Once a week, usually Thursday, The Outdoors Guy and I go out for dinner.
One week he chooses the restaurant and the next week it’s my turn.
This past week, he chose a favorite local spot. We decided to dine on the patio after a staff member assured us the mosquitoes hadn’t been bad.
The couple at the next table left shortly thereafter, but soon another couple was seated behind The Outdoors Guy.
We were having a pleasant evening until an unwanted guest joined our twosome. I looked at The Outdoors Guy and, WHAM! I hit the side of his head with the palm of my hand. A fly, not a mosquito, had decided to join our party of two. Of course, I missed the fly. But within a few seconds, I said, “He’s baaaack!!!!” WHAM! I hit again… and missed …again! Arggghhh!
But at the same moment, my eyes shifted. I immediately realized the new couple saw me whack Bob on his head. Yet, they didn’t know why. They couldn’t see the fly because Bob’s back was to them.
EEEKKK!!! They looked troubled for a split second until I said…”a fly!” Then The Outdoors Guy, not yet seeing their faces spoke up loud and clear…”Spousal abuse,” he cried. At that point we all started laughing.

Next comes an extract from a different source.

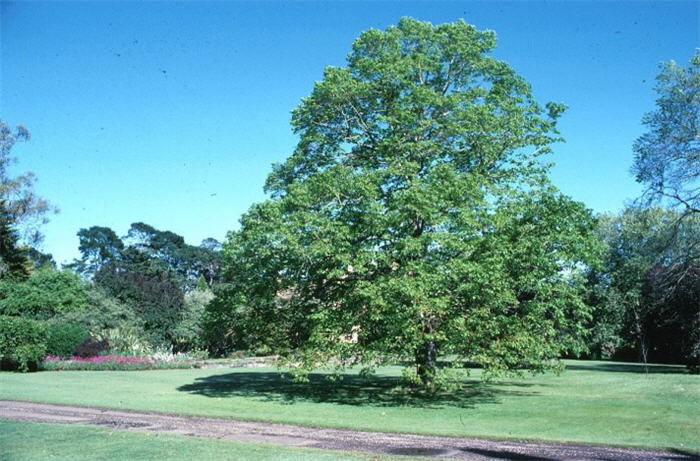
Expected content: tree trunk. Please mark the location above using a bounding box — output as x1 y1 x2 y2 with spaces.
416 340 437 389
634 311 649 374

The third time was a charm. The fly made the mistake of landing on The Outdoors Guy’s upper arm where there was enough real estate so I could get a good hit. I also had no concern for causing him brain damage…lol! So, I landed a resounding WHAM!!! The fly landed on the patio. We, along with the other couple, cheered! The fly crawled around on the ground, obviously disabled, until I put it out of it’s misery.

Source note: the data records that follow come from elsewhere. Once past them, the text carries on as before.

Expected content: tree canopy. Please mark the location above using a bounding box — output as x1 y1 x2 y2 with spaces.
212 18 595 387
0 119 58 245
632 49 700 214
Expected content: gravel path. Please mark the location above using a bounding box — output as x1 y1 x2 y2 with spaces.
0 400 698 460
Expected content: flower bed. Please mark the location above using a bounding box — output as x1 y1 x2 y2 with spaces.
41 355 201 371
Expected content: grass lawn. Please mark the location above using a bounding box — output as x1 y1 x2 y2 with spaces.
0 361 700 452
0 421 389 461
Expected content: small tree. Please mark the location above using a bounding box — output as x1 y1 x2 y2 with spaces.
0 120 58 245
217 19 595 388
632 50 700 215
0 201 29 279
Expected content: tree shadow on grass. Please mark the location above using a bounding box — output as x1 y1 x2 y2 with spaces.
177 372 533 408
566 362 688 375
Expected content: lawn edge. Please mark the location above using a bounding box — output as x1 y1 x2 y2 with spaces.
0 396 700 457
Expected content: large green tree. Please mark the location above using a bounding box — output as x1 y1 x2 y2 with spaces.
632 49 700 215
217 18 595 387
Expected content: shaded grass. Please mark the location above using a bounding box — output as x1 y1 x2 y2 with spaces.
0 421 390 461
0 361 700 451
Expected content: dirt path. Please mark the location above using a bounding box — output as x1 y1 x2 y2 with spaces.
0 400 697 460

As we left, I told The Outdoors Guy the fly obviously liked his cologne. He begged to differ and explained it had to be his magnetic personality. I, however countered with, “I think it picked up on the fish scent from your earlier trip to the boathouse!!”
I had hit upon a reason he couldn’t dispute!!! But, we also determined there will be no more patio dining for this couple!